巧い文章の後はだし辛くても気にせずに書いてみる。
身の程知らずに妄想投下。


「また来たの?」

 彼女の第一声は大抵がこの一言である。
 花畑で初めて出会ったとき、風見幽香と彼女は名乗った。
 幽香はいつも通り、チェックのベストにお揃いのスカートに身を包み。
 手には可憐な日傘を持って、向日葵の葉のような綺麗な緑色の髪を揺らしている。

「妖怪とか怖くないのかしら」

 なんとなく不貞腐れたように言うので、俺はそうでもないと答えておいた。
 妖怪は怖い。しかし幽香だけは怖くない。

「それに、毎回苛められてもなんで来るのかしら、お馬鹿さん?」

 否定はしないが理由は在る。
 何故か苛々したように言う幽香を見つめながら曖昧な答えだけを返しておいた。

「人間が、妖怪に近づくなんて変よ」

 今日の幽香は少しおかしくて、遠くに感じた。
 その態度が、いつもの苛めより心に痛みを与えてくる。
 俺は幽香が好きだった。

「聞いてるの?花が好きだからって、私なんかがいる危険な花畑にわざわざ来なくていいじゃない」

 お前がいるから来るんだ、言ってやりたいが言うわけにもいかない。
 だから、黙って手土産の花を一輪渡す。
 庭先で育てた薔薇の一枝。感謝しながら身を削ってもらって受け取った綺麗な一枝。
 突然差し出された薔薇に、幽香は目を丸くしていた。それが可愛くて自然と笑みがこぼれてしまう。
 幽香は何故か顔を赤くしながら薔薇を見下ろして、上目使いで俺を見る。

「何よ、これ」

 お土産、そう答えると溜息を吐かれた。
 顔を赤くしたまま睨まれて、少し悲しかった。
 今日は機嫌が悪いのだろう、そう思って別れの挨拶をする。

「――あ」

 また来るよ。

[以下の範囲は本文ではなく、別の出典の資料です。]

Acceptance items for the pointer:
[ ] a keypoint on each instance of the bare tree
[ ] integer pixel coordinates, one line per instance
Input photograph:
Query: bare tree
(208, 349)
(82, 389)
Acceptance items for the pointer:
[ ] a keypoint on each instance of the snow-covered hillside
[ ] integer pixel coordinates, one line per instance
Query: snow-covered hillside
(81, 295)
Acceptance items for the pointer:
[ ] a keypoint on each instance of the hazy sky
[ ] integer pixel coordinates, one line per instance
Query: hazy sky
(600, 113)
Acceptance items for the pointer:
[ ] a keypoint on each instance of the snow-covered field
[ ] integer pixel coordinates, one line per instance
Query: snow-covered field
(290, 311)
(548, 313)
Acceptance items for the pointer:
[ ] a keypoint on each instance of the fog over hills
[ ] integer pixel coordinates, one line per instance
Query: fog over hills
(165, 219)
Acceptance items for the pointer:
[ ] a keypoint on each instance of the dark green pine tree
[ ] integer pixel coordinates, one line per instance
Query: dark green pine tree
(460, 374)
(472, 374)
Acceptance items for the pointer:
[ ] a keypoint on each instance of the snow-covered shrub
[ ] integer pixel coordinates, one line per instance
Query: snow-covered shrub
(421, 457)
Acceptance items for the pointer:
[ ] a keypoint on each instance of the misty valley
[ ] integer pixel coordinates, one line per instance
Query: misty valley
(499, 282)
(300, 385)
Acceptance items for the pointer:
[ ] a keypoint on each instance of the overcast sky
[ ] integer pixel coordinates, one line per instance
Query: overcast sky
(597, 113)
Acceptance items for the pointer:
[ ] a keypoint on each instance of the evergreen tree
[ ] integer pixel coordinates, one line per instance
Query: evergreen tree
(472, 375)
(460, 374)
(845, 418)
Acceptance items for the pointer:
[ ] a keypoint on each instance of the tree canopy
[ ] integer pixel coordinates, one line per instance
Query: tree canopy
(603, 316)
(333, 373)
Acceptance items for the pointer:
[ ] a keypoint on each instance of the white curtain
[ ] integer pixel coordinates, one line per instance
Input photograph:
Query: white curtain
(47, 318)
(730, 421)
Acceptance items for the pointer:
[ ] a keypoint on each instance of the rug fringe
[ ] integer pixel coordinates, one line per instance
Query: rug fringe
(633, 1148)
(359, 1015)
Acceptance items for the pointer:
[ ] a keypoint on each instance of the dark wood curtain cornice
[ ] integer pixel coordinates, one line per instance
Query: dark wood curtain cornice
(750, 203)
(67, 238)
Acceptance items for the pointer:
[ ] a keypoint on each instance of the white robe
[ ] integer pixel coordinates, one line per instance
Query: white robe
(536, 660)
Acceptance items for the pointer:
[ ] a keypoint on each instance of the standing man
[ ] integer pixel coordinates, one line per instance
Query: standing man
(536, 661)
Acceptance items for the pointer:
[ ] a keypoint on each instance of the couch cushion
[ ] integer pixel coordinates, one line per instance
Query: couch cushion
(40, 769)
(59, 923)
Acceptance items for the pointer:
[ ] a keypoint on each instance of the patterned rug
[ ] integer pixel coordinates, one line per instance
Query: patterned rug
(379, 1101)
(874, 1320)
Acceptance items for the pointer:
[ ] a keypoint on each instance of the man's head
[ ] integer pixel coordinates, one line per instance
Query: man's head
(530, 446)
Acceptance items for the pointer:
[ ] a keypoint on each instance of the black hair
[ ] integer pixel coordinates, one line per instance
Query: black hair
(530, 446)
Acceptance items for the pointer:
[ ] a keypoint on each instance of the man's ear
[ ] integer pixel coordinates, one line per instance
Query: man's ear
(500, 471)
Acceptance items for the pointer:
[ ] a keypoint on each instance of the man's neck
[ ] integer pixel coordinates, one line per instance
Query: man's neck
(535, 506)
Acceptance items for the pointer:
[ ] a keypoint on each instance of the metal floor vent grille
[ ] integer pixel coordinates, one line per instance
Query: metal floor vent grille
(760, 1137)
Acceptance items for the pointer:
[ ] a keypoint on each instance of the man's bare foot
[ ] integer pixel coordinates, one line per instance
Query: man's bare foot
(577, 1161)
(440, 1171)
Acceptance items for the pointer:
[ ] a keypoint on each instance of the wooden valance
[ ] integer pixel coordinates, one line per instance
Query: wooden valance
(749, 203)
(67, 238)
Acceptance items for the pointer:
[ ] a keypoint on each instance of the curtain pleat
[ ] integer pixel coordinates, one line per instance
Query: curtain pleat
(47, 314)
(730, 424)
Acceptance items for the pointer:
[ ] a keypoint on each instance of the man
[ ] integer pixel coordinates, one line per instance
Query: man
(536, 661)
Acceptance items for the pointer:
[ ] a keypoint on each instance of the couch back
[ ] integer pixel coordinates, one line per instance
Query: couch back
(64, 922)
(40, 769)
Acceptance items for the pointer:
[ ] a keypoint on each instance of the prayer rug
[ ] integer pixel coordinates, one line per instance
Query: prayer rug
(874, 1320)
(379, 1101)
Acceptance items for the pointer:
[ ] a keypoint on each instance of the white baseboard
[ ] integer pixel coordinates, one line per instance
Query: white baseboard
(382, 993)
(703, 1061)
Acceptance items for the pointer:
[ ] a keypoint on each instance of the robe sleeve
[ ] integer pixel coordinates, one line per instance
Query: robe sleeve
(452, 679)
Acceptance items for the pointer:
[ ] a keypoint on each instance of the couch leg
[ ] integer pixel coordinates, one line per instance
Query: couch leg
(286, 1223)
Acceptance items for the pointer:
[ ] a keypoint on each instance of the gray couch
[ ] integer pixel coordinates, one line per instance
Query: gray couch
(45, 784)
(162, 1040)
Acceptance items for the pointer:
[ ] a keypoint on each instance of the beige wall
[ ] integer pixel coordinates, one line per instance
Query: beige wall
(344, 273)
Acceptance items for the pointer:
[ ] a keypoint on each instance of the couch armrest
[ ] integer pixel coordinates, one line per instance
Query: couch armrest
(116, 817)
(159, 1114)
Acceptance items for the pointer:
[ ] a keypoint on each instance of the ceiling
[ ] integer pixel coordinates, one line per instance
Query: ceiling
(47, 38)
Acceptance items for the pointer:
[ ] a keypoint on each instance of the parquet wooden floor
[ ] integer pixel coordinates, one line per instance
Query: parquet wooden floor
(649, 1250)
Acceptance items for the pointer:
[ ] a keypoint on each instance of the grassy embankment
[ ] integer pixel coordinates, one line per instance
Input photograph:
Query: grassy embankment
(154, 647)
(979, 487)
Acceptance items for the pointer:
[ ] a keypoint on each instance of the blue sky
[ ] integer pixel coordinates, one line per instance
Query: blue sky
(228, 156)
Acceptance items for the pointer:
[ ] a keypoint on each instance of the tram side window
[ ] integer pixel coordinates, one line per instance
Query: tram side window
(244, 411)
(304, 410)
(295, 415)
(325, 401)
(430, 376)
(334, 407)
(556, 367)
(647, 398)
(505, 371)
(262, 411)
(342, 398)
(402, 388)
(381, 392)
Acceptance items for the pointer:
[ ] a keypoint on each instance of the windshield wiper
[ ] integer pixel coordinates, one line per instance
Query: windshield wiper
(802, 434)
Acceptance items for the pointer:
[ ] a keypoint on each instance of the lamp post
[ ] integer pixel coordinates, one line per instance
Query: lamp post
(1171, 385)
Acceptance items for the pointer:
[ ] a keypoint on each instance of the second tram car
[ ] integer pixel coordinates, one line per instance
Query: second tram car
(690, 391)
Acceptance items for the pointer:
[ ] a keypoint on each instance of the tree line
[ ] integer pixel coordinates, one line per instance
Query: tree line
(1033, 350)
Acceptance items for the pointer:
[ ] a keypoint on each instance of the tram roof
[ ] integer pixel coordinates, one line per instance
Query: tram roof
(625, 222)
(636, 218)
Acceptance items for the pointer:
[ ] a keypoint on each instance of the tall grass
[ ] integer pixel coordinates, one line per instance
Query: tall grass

告げて、一度だけ髪に指を通す。
 幽香は撫でられるのが嫌いでいつも怒られるが、今日に限って何も言わない。
 調子に乗って何度か指を通して、名残惜しくも手を離す。

「……人の話聞いてないな」

 呟きを聞こえない振りをしながら、手を振って帰る。
 小さく手を振ってくれたから、また来てもいいんだろう。
 薔薇の花言葉くらい知ってそうだが、きっと彼女は気づかない。




 手を振って彼は行ってしまう。
 もう来るなって言ってるのに、聞きもしないで彼はまたきっと来る。
 気づかない内に、自分も手を振ってしまっている。

 彼の姿が見えなくなってから、手元に残された薔薇を見下ろした。
 彼は花を愛している、薔薇は切り取られて尚幸せそうだった。
 この子の花言葉をきっと彼は知らずに渡したのだろう。
 分かっているのに、私は変に意識してしまう。
 彼のせいで、なんだか胸がおかしくなる。

――好きだ。

 不意に、彼と同じ声が聞こえて、私は手に持った薔薇を見やる。
 込められた思いを、薔薇が歌うように語り掛けてきた。
 毎朝語りかけてくる彼が、私を好きだと言っていると薔薇が楽しそうに語っている。
 急に、喉元から熱が上がっていくのが分かった。きっと私の顔は赤くなっている。
 その様子をみて楽しそうにしている花達を睨みながら、彼を思い浮かべてしまう。
 しばらくは、この熱が引くことはなさそうだった。

「また、来てくれるのかな」

 私はその感情を薄々と気づいていて、それが怖くて遠ざけようとしていた。
 私は彼が好きだった。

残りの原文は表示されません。